Page 148 - Contribution To Phenomenology
P. 148
THE OTHER CULTURE 141
Thus, to exhibit the constitution of the concept "material object" is to
identify the type of intentional experiences which originarily present
something as a material object. It is thus that one says, in phenomen-
ology, that material objects—not these things, but their sense as material
object—are constituted in outer perceptions, not, to be sure, in one single
outer perception, but in a concatenation of them. To return to our
question, we may construe it, then, as: how do we recognize a culture as
a foreign culture? How is a foreign culture given as a foreign one?

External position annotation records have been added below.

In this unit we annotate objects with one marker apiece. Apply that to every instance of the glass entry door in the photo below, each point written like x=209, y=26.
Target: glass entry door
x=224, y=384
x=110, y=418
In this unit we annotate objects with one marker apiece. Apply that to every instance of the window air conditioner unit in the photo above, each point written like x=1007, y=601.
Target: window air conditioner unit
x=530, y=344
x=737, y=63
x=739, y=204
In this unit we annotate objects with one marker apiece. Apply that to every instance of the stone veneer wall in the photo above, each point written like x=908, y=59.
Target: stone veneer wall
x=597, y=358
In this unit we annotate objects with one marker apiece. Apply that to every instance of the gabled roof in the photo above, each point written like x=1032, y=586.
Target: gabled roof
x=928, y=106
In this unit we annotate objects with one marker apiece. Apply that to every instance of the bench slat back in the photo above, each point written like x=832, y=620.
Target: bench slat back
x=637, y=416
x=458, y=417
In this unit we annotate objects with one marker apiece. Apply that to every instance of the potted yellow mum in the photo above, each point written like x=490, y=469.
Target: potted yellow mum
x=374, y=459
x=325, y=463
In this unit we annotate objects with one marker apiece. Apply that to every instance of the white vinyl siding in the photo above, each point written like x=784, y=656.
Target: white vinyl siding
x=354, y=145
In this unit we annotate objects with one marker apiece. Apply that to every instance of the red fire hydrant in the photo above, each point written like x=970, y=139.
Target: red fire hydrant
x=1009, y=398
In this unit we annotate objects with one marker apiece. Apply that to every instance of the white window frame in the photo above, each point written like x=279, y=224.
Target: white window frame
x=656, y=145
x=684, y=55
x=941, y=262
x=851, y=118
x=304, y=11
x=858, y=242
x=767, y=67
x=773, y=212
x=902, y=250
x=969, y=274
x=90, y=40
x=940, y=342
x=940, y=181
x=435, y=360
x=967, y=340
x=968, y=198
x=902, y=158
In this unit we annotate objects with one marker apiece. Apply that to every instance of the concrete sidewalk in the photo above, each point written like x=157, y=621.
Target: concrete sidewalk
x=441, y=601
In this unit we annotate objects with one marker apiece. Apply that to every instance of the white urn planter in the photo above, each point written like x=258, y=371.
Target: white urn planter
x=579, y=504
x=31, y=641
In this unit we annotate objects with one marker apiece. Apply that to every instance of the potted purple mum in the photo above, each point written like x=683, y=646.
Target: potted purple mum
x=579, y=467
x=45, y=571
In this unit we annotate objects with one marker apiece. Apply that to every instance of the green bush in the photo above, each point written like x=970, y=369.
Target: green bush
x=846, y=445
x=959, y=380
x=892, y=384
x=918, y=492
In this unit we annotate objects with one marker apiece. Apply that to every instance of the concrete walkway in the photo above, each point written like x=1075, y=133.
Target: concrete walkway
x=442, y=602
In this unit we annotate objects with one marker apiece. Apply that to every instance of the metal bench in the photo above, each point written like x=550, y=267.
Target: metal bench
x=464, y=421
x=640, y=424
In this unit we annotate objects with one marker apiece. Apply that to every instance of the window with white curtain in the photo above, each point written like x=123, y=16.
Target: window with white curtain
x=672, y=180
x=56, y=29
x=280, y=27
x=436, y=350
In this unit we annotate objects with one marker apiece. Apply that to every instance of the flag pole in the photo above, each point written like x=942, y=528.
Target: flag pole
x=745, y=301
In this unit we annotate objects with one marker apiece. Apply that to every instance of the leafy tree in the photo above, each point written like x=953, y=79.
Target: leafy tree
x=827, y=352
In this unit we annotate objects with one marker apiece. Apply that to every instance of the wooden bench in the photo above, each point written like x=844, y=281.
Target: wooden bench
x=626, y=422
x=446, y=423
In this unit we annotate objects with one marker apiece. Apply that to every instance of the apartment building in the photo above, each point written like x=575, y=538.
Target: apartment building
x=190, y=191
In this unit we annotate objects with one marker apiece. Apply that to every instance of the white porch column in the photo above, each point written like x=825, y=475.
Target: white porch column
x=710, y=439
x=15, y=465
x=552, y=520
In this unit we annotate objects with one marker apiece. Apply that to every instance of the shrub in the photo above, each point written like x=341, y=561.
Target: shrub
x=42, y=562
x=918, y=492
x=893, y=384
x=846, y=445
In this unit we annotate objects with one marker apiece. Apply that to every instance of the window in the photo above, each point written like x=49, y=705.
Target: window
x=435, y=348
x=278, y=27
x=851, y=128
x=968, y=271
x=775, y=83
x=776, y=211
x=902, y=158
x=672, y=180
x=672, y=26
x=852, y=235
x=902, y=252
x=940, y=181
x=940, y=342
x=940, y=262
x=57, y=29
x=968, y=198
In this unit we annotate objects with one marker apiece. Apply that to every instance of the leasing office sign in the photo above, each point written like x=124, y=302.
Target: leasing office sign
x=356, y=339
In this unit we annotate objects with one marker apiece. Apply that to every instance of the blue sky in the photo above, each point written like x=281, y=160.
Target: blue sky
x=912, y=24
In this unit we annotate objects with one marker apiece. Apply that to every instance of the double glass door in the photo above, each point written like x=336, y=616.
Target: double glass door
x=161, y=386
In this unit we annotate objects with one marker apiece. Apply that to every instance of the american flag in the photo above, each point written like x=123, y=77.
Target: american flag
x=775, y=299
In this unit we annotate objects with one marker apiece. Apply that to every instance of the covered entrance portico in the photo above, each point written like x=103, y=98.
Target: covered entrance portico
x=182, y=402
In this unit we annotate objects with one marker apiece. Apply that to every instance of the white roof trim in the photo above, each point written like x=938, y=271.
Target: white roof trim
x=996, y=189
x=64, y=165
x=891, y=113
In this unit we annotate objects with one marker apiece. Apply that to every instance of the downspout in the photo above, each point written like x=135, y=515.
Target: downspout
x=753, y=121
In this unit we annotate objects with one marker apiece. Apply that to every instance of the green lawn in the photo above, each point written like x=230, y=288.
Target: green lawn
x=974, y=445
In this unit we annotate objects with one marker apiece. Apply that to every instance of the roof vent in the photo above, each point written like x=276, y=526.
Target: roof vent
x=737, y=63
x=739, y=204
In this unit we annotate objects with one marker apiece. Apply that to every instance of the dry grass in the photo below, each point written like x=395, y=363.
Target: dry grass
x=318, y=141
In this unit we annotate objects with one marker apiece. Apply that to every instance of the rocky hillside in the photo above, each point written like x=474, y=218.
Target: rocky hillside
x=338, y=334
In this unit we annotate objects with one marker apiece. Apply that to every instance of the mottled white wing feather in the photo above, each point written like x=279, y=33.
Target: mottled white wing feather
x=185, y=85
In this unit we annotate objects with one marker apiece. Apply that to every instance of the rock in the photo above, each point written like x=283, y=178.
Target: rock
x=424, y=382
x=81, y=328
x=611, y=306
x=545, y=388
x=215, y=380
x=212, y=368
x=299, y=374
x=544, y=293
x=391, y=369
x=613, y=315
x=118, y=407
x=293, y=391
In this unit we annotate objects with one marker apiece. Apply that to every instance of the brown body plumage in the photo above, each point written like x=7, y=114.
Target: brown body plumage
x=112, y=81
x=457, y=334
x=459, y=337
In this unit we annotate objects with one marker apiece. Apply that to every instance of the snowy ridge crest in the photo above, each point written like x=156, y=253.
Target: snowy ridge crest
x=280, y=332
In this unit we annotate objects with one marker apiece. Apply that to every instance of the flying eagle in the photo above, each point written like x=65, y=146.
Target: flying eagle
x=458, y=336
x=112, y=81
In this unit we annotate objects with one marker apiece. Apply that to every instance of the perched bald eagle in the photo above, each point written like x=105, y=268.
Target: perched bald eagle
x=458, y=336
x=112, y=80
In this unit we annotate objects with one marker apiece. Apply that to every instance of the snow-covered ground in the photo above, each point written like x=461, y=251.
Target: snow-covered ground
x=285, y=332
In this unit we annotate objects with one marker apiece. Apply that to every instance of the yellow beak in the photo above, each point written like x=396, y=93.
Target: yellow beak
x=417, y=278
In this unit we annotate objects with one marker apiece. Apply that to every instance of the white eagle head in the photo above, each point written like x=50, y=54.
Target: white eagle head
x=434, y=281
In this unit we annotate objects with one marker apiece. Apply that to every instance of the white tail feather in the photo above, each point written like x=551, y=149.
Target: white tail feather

There is no problem in recognizing that they, the natives, have a
culture. To perceive them as other egos is to perceive them as having
intentional experiences like mine, as conferring meanings on their
intersubjectively shared world, to perceive them as dying and new ones
as being born, to take them as having a generative history of their own
as we have ours; thus they have their own culture. But what experiences
on our part serve to present their culture as being a "foreign" culture?
There is a spurious notion of "foreign" which, if my arguments are
correct, we need to reject. In that sense of "totally foreign" (and its
correlate "purely ours"), we only presumptively apply those concepts to
their culture (and to ours, respectively). That is the best we can say.
Even these presumptive ascriptions need to be correctly evaluated.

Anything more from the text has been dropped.